I had heard variants of these riddles before and thus didn't have any trouble with them. Soon, I had unlocked the doors on Level 1 and had obtained the second piece of the Staff of Chaos.
As before, the next time I rested, Jagar Tharn appeared in my dreams to threaten me and sent a nightblade to attack me. The second time I rested, Ria Silmane appeared to tell me that the next piece would be found in the Elden Grove, an ancient home to Elves and location of the sacred First Tree. It must therefore be in one of the provinces in which elves live. This sounds exactly like the type of place you'd find in the forests of Valenwood, so I think I'll head there next.
I was going to talk more about inventory and the economy, but this entry is already reasonably long, so I'll save it for next time. I gained exactly one level in each dungeon I explored during this session and am now Level 13.
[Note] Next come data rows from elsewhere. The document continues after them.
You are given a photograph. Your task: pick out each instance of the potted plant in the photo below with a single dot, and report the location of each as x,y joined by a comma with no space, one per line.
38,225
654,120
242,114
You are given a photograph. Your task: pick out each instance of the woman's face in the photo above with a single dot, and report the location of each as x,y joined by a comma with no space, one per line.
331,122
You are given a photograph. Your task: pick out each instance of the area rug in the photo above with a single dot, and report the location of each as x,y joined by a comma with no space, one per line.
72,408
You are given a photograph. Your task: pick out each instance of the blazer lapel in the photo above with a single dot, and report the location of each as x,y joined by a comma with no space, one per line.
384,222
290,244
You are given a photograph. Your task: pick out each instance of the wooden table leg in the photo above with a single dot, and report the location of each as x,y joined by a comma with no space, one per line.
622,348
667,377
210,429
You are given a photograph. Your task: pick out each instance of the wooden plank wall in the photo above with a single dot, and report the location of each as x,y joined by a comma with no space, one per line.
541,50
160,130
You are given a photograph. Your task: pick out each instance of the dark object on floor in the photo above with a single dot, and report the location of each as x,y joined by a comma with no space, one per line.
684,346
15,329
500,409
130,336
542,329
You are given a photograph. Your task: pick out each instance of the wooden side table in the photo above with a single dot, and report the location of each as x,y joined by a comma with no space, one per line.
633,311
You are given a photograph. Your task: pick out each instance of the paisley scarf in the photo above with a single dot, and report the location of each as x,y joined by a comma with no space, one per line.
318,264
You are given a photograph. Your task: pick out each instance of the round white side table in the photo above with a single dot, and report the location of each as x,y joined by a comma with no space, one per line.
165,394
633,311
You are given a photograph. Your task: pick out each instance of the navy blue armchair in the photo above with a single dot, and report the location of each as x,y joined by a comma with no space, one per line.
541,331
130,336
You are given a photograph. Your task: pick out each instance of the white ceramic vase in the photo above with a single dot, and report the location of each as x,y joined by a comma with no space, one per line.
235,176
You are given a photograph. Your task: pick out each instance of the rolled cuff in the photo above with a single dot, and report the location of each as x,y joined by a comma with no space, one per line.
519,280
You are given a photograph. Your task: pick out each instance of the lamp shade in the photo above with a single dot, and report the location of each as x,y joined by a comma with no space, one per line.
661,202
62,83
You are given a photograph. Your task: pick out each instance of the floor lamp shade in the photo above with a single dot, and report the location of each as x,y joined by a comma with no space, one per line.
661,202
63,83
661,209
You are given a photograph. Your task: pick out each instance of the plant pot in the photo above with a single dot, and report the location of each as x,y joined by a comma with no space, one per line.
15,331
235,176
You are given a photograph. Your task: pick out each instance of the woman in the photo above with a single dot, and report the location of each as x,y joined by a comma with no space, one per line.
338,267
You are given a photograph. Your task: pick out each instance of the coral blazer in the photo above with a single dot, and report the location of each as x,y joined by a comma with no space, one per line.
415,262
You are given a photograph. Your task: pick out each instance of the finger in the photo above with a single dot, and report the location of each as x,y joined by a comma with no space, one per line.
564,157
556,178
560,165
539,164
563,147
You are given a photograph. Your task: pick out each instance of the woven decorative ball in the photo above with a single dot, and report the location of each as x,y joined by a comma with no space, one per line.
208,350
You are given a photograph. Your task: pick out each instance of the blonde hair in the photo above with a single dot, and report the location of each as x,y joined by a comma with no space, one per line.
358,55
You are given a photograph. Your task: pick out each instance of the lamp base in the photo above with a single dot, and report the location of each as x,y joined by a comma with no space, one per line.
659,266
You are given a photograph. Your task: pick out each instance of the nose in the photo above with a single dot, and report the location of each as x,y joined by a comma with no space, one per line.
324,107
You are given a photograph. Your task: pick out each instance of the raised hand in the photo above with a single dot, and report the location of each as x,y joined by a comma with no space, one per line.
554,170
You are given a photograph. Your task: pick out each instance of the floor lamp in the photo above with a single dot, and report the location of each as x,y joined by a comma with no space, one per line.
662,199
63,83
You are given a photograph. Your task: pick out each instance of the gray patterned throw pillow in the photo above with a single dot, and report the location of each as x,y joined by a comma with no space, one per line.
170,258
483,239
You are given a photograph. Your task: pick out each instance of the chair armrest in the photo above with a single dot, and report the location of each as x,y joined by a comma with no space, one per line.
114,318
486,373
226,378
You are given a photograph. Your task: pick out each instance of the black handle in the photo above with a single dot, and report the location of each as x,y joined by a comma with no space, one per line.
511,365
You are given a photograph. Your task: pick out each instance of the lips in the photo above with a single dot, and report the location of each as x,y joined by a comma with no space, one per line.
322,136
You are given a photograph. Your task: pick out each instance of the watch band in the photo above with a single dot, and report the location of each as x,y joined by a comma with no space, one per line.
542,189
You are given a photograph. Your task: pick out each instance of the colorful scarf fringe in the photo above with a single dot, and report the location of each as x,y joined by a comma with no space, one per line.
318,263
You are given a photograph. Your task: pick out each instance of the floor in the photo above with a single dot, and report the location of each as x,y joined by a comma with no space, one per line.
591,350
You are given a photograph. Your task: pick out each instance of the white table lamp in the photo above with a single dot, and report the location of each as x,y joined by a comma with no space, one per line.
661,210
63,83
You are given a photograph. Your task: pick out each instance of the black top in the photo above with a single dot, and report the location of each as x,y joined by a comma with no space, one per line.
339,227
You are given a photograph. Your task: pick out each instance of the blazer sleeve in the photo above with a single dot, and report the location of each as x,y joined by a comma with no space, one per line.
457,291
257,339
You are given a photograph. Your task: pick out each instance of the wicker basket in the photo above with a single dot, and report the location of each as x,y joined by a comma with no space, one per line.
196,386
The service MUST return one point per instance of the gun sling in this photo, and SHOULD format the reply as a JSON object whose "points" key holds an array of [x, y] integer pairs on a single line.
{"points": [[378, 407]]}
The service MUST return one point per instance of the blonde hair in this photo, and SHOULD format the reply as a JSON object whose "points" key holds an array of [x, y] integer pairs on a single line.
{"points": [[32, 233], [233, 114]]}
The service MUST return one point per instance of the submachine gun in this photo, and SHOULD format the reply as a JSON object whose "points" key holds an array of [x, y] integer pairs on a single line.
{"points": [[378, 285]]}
I'm not feeling as positively about Arena as at the end of the last session, but it still works reasonably well in juxtaposition with Star Trail: low complexity versus high-complexity, action-oriented versus tactical, can-play-it-while-watching-a-lecture-series versus requires-full-attention. If I had to put down Arena for a couple of months, I could pick it up again without having to re-orient myself. I don't mean that as high praise, but there is a place for such games, and Arena fills that niche well.